A study published this month in the Journal of the American Medical Association (JAMA) Pediatrics examined whether giving a child a device to calm down was associated with the children's later executive functioning (a set of skills including working memory, attention, and impulse control) and emotional reactivity (having intense or rapidly changing moods). This study included 422 children aged 3 to 5 years. Parents reported how frequently they used electronic devices, such as phones or tablets, to calm children when they were upset. The researchers then followed up with the children for six months.

The researchers found that for boys and children with high levels of surgency (children with intense positive emotions) the use of devices to calm a child was associated with higher emotional reactivity three months later. For boys, the opposite association was not found to be significant (higher emotional reactivity did not predict greater use of devices to calm children down three months later). However, for children with high surgency, the opposite association was significant (higher emotional reactivity also predicted greater use of devices to calm children down three months later).

Yet, the results were inconsistent across children and time periods. No relationship was found at any time between using devices to calm children down and emotional reactivity in girls or children with low levels of surgency. It was also not found for boys or children with high levels of surgency in the first three months of the study (only in the second three months of the study).

The researchers did not find evidence that the use of devices to calm children down predicted executive functioning at a later time. However, at the start of the study, the researchers found that using devices to calm children down was actually associated with improved executive functioning in boys (giving your child a device to calm down is linked to better working memory, attention, and impulse control skills). The same positive relationship between this practice and executive functioning skills was found for children with low surgency.

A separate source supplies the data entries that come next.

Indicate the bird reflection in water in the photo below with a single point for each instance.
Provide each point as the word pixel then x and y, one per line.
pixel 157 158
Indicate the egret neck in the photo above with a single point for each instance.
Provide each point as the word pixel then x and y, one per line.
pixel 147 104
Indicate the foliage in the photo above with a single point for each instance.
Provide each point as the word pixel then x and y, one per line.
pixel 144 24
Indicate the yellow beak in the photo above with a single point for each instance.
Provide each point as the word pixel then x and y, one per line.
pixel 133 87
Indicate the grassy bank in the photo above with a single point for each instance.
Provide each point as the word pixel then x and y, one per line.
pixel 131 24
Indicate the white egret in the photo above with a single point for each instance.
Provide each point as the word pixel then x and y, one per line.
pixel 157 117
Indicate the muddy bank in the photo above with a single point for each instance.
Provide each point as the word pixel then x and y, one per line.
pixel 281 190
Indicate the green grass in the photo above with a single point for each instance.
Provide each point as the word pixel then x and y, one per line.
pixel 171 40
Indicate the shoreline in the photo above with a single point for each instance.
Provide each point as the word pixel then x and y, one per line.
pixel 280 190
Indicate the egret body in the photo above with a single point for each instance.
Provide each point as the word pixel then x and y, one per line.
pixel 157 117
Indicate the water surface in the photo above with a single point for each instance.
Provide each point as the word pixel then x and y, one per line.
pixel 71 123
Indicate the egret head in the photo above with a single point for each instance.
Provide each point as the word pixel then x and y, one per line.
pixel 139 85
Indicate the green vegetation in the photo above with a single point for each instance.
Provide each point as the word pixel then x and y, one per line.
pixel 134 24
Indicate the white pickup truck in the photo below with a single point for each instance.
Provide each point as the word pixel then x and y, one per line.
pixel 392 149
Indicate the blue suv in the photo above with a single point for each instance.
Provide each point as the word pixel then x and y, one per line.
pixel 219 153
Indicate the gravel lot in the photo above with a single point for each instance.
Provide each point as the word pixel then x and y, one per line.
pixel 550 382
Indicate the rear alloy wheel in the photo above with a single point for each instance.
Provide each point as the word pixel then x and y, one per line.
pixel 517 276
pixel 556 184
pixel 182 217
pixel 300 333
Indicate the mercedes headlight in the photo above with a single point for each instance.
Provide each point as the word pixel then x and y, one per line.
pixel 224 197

The study had some important limitations. The measures were all parent reports and based on an online survey; it is unclear the extent to which they reflect "real life." For example, parents who see their children as more emotionally reactive may be more likely to give them a device to calm down. It does not mean their child is actually more emotionally reactive, only that parents perceive them to be. In addition, the measure of using devices to calm down children was based on a single question and researchers did not ask about what content the parents used on the device to calm their child. This is a major issue since one could imagine that it might make a difference if parents, for example, used a meditation app versus a violent game. Finally, the study included mostly White and middle-class families.

What does this mean? This study found that for some groups of children and at some time periods using devices to calm down was associated with increased emotional reactivity. Although this study suggests that parents may want to be cautious in using this strategy, these results are not consistent enough to really suggest that this strategy causes problems in emotional reactivity for most children.

This research does not suggest that parents should feel guilty if they have occasionally used this strategy. However, giving your child a device to calm down does not teach them about emotions or coping strategies, and parents may not want to use this as their go-to strategy.

References

Radesky, J. S., Kaciroti, N., Weeks, H. M., Schaller, A., & Miller, A. L. Longitudinal Associations Between Use of Mobile Devices for Calming and Emotional Reactivity and Executive Functioning in Children Aged 3 to 5 Years. JAMA Pediatrics.